We have successfully transplanted three hearts from donors who had ingested lethal quantities of methanol. None of the donors had cardiac arrest. Two donors were dependent on significant inotropic support at the time of explanation. In one of these cases, the recipient had a difficult operation and recovery, but was eventually discharged in stable condition. Another recipient had a difficult operation and recovery because of preoperative multisystem organ failure, multiple risk factors, and the complexity of the operation (four previous cardiac operations). He eventually recovered and was discharged and continues to enjoy an excellent long-term result. In both of these cases, significant inotropic support was required for a few days postoperatively. The third donor exhibited ECG abnormalities and experienced a period of hypotension before explantation. The recipient experienced no intraoperative or postoperative complications.
Carbon monoxide exposure
Carbon monoxide causes tissue hypoxia in three ways: (1) CO has 200 times the affinity for hemoglobin as oxygen; (2) CO shifts the oxygen dissociation curve left, decreasing the amount of oxygen released to the tissues; and (3) CO directly effects cellular respiration by competing with oxygen for cytochrome A3 [18]. The tissues most affected are those most sensitive to oxygen deprivation, specifically the central nervous system and the myocardium [9, 1921]. Individual susceptibility varies [21] and symptoms depend on degree of exposure (concentration, duration, and ventilation volume), tissue metabolic demands, concurrent anemia, and preexisting atherosclerosis [19]. Typical effects of CO poisoning on the heart include punctiform and diffuse hemorrhage throughout, especially in the septum and papillary muscles [8, 21, 22]. These are findings consistent with any type of tissue anoxia [8, 9]. Effect on cardiac function varies in onset and severity [19] and is usually transient, resolving when carboxyhemoglobin returns to a nontoxic level [8]. Common ECG changes include sinus tachycardia, nonspecific ST segment depression, T wave inversions or flattening, and premature atrial and ventricular beats [7, 8]. Echocardiographic findings may include abnormal left ventricular wall motion and mitral valve prolapse resulting from papillary muscle dysfunction [23]. In cases of severe myocardial injury, cardiac enzymes will be elevated as seen after myocardial infarction [8]. Electrocardiographic and echocardiographic changes may be persistent in these cases [21, 24].
Authors have reported mixed results with these heart donors [613]. Karwande and associates [9] first reported an unsuccessful cardiac transplant in 1989 with a donor heart exposed to CO. This donor had had a number of cardiac arrests before harvesting. Subsequent transplantations have been more successful [68, 1013], with only one report of postoperative heart failure being partly related to CO toxicity [6, 13]. Most of these donors initially exhibited abnormal ECGs, which normalized spontaneously before explantation.
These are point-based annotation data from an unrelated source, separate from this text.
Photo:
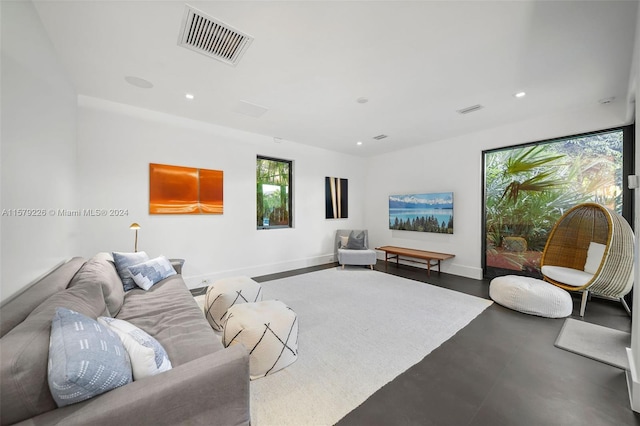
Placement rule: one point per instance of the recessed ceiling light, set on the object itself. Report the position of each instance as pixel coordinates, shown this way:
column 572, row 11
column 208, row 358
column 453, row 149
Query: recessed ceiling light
column 138, row 82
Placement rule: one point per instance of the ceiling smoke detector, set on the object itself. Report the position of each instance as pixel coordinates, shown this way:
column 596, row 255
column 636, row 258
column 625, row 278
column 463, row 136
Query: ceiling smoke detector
column 212, row 37
column 470, row 109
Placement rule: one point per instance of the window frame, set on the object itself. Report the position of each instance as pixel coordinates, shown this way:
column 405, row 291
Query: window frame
column 628, row 168
column 289, row 197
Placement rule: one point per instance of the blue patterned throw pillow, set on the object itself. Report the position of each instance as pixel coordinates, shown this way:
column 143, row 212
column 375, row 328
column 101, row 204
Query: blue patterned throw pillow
column 123, row 261
column 85, row 358
column 147, row 355
column 356, row 242
column 152, row 271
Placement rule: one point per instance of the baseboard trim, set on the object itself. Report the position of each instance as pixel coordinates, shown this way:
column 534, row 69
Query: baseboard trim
column 197, row 281
column 632, row 383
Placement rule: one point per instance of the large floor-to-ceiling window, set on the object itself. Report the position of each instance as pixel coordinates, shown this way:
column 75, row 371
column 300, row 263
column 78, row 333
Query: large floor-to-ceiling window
column 528, row 187
column 273, row 193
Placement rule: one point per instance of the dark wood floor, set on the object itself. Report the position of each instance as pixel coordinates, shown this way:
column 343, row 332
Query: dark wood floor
column 501, row 369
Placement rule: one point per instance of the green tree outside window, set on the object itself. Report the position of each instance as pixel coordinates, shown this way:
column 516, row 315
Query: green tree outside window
column 273, row 195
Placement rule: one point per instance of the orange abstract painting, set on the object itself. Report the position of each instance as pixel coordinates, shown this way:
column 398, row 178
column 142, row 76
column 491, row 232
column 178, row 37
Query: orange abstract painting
column 184, row 190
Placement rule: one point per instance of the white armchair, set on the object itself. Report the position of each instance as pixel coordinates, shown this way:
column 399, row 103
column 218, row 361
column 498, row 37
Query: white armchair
column 352, row 248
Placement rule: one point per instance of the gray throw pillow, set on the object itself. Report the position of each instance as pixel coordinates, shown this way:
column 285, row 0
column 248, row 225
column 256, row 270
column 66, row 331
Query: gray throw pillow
column 86, row 358
column 96, row 271
column 356, row 242
column 123, row 261
column 24, row 352
column 152, row 271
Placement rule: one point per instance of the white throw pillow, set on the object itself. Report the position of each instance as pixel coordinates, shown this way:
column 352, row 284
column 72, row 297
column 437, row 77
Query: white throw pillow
column 594, row 257
column 148, row 357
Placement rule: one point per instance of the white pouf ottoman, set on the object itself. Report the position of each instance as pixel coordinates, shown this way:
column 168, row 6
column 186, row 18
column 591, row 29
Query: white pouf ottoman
column 226, row 292
column 531, row 296
column 269, row 330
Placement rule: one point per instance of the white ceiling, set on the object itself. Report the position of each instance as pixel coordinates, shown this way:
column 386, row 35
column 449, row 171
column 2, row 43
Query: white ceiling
column 417, row 62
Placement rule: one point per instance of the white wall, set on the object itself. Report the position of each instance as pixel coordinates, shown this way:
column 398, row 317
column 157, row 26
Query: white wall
column 456, row 165
column 117, row 143
column 37, row 151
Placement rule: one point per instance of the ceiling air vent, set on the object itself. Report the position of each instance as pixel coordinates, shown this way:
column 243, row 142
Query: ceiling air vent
column 212, row 37
column 467, row 110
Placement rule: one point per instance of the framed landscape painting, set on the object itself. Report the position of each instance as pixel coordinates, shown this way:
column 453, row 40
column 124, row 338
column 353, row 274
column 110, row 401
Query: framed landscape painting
column 185, row 190
column 422, row 212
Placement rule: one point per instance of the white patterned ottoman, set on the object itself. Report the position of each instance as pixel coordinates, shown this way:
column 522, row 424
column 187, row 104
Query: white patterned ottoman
column 531, row 296
column 269, row 330
column 226, row 292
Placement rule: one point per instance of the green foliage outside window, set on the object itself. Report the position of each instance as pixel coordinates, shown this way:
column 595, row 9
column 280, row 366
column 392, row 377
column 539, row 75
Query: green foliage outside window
column 528, row 188
column 273, row 199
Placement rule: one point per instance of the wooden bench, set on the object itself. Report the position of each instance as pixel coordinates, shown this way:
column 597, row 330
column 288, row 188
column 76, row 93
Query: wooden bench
column 391, row 252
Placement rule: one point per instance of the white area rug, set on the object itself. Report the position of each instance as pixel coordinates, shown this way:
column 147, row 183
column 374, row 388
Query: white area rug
column 359, row 329
column 596, row 342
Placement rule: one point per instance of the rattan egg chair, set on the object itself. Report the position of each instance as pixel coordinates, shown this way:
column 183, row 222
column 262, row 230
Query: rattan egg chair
column 590, row 249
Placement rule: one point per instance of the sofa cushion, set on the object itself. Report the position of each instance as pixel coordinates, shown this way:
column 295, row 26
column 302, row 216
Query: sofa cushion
column 152, row 271
column 100, row 270
column 147, row 356
column 356, row 241
column 123, row 261
column 24, row 353
column 169, row 313
column 17, row 308
column 86, row 358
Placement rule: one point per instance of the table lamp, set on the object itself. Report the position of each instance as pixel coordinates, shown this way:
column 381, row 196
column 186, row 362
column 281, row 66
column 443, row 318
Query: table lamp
column 136, row 227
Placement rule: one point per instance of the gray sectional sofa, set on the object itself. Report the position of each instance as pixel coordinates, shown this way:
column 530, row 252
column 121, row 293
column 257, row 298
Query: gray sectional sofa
column 208, row 384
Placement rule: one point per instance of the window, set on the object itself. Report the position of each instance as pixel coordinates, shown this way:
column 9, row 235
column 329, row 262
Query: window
column 528, row 187
column 273, row 193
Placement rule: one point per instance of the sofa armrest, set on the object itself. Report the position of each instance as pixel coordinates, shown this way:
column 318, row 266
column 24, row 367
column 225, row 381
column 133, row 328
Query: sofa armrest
column 212, row 390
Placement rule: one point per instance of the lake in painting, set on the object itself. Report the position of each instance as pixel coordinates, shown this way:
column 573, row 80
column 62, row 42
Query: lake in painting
column 422, row 212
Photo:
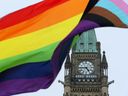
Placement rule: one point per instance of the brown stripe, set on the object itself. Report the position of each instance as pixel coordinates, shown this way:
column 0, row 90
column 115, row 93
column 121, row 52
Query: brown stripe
column 108, row 15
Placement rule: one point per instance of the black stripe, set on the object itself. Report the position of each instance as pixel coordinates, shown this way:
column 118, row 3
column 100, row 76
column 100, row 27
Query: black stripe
column 91, row 4
column 98, row 19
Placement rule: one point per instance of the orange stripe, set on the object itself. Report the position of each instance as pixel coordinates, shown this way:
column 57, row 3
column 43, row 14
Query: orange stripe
column 50, row 17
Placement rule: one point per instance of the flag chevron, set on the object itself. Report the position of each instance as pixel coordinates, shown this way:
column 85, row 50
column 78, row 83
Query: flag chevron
column 33, row 48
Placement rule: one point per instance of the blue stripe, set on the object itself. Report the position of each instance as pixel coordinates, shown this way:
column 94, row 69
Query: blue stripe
column 107, row 4
column 27, row 71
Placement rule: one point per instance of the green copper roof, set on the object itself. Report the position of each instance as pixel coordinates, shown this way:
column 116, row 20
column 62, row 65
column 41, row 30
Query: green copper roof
column 86, row 42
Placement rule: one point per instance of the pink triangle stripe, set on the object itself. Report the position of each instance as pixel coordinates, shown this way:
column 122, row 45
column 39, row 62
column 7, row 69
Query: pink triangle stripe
column 121, row 4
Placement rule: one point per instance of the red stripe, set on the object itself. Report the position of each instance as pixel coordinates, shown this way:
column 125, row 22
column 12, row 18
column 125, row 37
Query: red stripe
column 28, row 12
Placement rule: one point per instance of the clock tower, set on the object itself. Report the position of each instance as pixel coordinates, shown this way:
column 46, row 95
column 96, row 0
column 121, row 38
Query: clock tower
column 86, row 69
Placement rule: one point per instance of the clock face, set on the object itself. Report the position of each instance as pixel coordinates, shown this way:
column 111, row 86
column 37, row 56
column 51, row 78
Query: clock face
column 86, row 67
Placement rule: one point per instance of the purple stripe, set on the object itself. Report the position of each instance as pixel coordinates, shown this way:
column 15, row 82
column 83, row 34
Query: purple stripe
column 17, row 86
column 81, row 27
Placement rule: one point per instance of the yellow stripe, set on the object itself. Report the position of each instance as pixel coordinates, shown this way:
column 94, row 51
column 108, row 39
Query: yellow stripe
column 38, row 39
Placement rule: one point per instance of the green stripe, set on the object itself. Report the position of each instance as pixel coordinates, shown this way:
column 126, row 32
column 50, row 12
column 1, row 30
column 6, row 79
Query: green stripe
column 42, row 54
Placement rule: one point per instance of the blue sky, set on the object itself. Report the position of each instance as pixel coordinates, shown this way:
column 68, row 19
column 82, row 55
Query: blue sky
column 114, row 42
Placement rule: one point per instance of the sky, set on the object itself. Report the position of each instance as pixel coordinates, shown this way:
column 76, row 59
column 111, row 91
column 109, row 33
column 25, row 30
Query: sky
column 113, row 41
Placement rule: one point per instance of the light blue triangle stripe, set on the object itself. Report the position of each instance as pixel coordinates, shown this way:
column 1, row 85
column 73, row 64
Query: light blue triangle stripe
column 107, row 4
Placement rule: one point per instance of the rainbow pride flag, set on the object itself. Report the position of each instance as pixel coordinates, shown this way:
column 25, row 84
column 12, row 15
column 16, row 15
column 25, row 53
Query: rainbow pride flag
column 34, row 40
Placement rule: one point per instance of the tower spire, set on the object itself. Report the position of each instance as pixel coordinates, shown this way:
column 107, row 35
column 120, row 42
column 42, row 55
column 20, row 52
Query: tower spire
column 86, row 42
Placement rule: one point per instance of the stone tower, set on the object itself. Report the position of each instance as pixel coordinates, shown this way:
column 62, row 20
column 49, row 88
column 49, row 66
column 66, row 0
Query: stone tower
column 86, row 70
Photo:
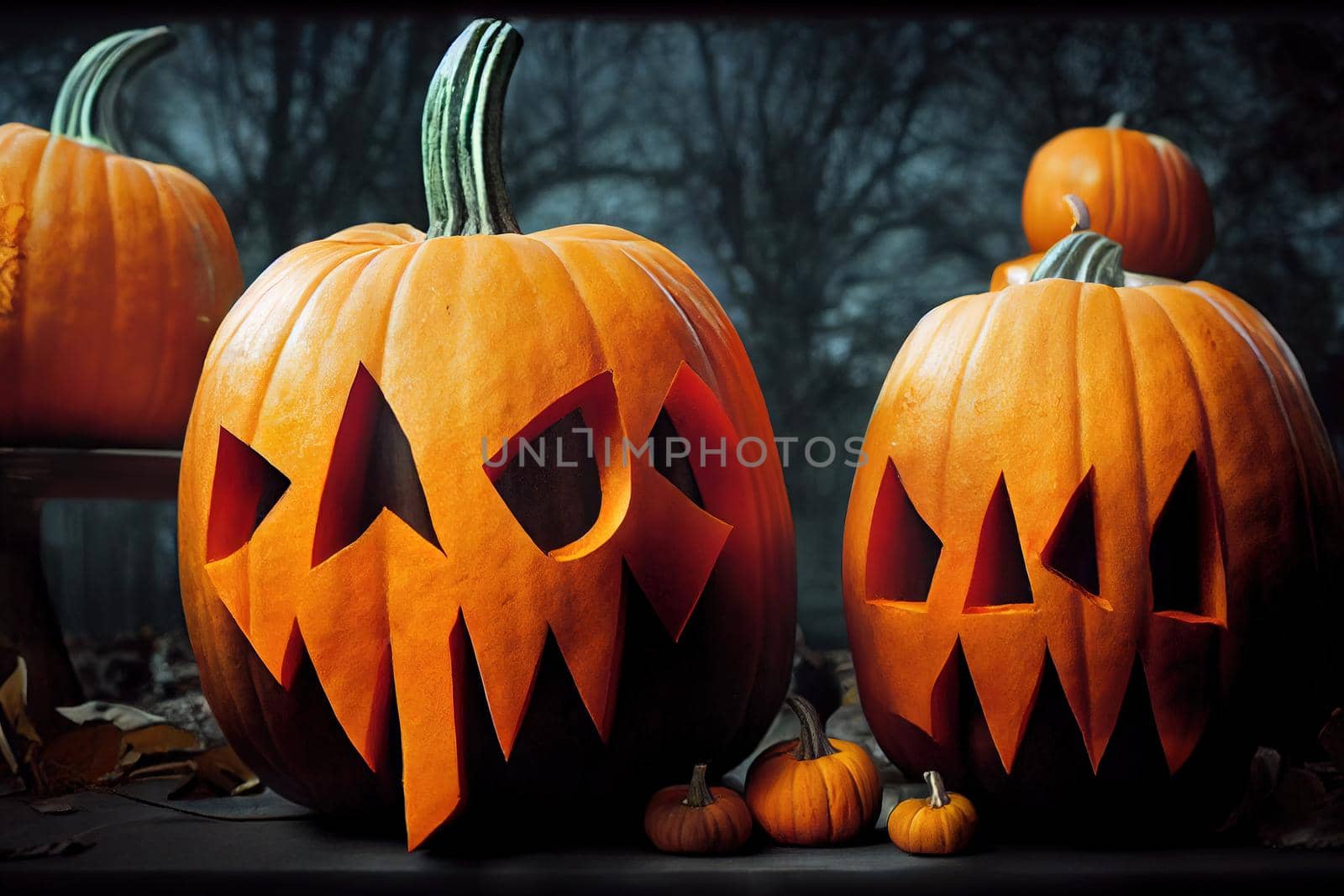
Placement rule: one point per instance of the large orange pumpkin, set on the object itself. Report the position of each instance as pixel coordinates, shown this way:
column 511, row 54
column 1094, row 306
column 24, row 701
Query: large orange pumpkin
column 1092, row 551
column 381, row 606
column 1142, row 191
column 114, row 271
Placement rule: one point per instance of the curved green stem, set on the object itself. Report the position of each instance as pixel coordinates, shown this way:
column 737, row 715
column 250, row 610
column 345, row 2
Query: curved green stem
column 461, row 129
column 87, row 98
column 812, row 735
column 1082, row 255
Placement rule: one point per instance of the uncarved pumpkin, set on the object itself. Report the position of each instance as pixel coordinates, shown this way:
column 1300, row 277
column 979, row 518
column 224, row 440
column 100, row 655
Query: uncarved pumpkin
column 1142, row 191
column 360, row 557
column 114, row 271
column 1093, row 548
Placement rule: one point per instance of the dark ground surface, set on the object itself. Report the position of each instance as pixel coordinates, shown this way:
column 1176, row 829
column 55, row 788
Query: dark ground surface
column 279, row 848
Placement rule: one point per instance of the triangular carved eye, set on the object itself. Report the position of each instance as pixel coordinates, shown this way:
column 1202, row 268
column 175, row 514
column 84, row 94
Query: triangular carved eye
column 549, row 473
column 999, row 578
column 371, row 468
column 667, row 457
column 1072, row 550
column 246, row 488
column 1183, row 548
column 902, row 550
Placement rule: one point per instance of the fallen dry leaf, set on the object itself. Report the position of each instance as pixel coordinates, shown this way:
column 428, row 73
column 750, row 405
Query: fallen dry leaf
column 218, row 773
column 77, row 759
column 118, row 714
column 13, row 705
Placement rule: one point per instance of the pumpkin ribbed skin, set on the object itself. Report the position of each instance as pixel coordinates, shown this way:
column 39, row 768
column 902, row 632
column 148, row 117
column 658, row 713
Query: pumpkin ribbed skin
column 721, row 825
column 113, row 275
column 470, row 338
column 813, row 792
column 1142, row 191
column 1025, row 399
column 937, row 826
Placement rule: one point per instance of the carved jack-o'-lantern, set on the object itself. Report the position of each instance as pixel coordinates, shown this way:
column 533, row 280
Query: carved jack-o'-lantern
column 382, row 610
column 1092, row 546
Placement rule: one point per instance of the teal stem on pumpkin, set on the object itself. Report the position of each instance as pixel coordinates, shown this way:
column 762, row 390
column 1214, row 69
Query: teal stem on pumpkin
column 1084, row 255
column 461, row 134
column 87, row 100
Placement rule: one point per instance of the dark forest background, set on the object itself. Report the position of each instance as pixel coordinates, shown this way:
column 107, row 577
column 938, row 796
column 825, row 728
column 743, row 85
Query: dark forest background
column 831, row 181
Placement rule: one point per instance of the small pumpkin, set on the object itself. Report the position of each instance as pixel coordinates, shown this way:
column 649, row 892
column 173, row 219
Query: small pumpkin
column 696, row 819
column 940, row 825
column 1144, row 192
column 813, row 790
column 114, row 271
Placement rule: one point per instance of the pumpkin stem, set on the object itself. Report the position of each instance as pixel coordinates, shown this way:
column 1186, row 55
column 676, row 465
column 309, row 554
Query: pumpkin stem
column 1079, row 208
column 1082, row 255
column 698, row 794
column 87, row 98
column 812, row 735
column 461, row 132
column 937, row 790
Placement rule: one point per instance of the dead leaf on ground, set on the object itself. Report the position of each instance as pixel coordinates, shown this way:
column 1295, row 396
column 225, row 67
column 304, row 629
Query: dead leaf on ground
column 13, row 705
column 77, row 759
column 118, row 714
column 218, row 773
column 71, row 846
column 159, row 739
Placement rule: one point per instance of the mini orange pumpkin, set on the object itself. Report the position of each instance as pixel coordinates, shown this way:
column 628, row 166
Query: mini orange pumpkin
column 813, row 790
column 1095, row 548
column 698, row 819
column 1142, row 191
column 940, row 825
column 383, row 611
column 113, row 271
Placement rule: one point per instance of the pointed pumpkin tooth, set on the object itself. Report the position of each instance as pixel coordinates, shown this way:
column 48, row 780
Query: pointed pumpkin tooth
column 508, row 652
column 428, row 664
column 1180, row 658
column 1005, row 653
column 230, row 579
column 672, row 580
column 349, row 594
column 1095, row 674
column 591, row 642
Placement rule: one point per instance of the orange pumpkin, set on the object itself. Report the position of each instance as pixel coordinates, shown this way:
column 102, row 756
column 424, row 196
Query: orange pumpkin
column 813, row 792
column 1142, row 191
column 113, row 271
column 1093, row 544
column 698, row 819
column 480, row 624
column 940, row 825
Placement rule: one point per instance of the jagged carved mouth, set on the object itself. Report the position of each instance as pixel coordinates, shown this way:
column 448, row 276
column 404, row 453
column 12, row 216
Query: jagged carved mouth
column 979, row 604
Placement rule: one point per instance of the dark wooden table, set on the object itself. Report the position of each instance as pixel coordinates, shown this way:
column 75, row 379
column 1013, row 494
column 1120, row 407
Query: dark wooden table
column 138, row 849
column 29, row 477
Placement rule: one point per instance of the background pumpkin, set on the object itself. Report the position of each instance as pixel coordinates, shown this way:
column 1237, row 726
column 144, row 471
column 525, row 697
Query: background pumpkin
column 1092, row 553
column 477, row 631
column 1142, row 192
column 113, row 271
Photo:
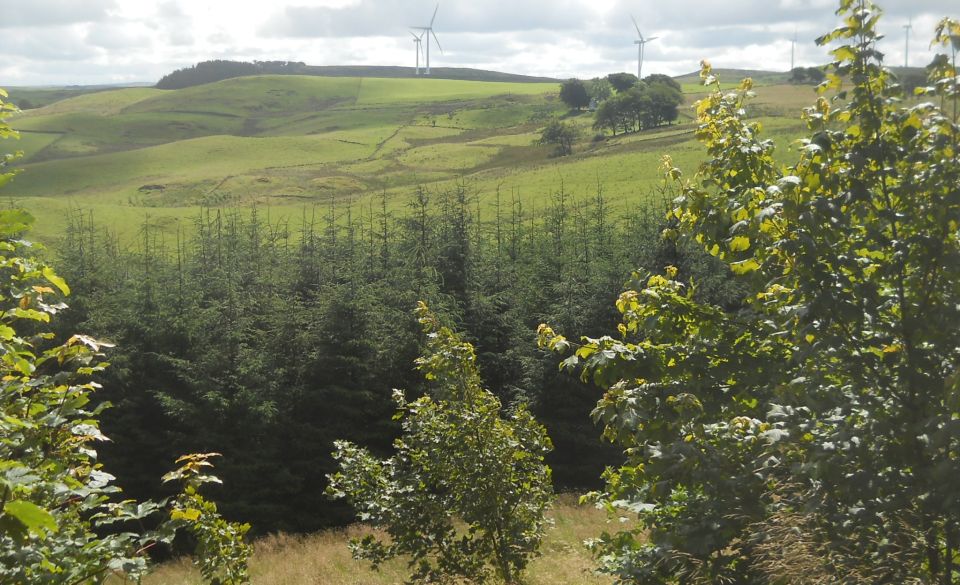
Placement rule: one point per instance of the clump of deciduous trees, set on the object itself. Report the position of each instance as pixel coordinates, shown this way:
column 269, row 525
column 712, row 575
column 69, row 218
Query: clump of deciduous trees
column 639, row 105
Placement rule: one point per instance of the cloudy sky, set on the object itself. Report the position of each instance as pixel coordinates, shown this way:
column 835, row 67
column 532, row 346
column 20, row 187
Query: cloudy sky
column 58, row 42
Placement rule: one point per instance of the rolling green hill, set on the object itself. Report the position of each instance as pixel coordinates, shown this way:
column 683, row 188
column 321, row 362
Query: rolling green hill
column 289, row 141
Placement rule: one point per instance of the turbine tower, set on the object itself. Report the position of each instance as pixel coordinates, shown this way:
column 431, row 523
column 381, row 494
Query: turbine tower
column 906, row 44
column 428, row 30
column 793, row 49
column 640, row 42
column 418, row 47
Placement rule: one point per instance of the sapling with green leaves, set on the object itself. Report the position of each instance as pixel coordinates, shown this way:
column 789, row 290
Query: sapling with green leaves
column 466, row 491
column 820, row 415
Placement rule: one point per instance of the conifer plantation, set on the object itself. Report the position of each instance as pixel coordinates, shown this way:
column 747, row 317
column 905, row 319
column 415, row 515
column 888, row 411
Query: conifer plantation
column 266, row 341
column 747, row 373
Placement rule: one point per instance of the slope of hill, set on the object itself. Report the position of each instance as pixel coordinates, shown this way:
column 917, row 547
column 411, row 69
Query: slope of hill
column 213, row 71
column 290, row 141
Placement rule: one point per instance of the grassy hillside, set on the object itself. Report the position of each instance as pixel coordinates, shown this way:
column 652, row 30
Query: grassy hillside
column 289, row 141
column 324, row 558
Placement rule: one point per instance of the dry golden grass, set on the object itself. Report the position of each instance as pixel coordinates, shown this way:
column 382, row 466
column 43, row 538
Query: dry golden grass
column 323, row 558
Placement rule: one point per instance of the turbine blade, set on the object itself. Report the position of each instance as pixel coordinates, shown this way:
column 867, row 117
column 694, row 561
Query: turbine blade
column 636, row 26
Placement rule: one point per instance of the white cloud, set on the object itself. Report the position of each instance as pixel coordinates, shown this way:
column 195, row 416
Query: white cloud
column 96, row 41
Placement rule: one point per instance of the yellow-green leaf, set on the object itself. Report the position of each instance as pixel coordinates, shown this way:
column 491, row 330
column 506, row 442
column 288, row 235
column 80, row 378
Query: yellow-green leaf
column 55, row 280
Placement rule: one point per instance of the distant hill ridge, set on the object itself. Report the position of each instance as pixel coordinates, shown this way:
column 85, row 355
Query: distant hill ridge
column 211, row 71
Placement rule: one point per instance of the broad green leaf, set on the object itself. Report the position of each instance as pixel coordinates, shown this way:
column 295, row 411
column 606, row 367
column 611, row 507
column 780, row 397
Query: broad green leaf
column 37, row 520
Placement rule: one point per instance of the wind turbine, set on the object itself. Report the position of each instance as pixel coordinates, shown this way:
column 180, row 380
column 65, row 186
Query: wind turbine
column 428, row 30
column 640, row 44
column 419, row 49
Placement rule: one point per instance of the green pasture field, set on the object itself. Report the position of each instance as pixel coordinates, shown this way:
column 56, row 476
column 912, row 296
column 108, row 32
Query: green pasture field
column 286, row 142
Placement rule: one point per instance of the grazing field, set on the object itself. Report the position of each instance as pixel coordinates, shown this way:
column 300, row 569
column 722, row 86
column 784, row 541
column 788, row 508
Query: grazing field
column 285, row 142
column 324, row 557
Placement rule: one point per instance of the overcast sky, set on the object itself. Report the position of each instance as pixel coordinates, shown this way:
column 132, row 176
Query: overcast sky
column 62, row 42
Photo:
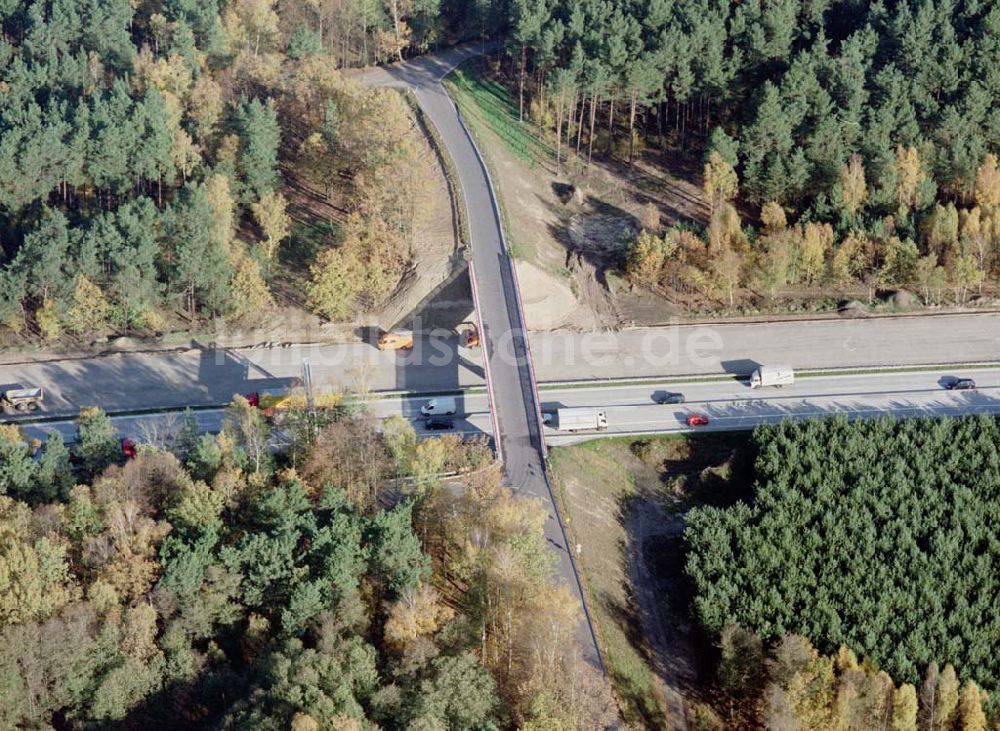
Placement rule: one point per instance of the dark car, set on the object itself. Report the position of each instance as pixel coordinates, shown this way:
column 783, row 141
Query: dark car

All donors had normal echocardiograms on admission and required minimal to no inotropic support at the time of harvest. Some donors required CPR immediately following injury.
We have successfully transplanted two hearts from donors who had fatal CO exposure. Both donors required CPR, but neither exhibited echocardiographic or ECG abnormalities. One donor was dependent on significant inotropic support at the time of explantation. Both recipients enjoyed uneventful operations and recoveries.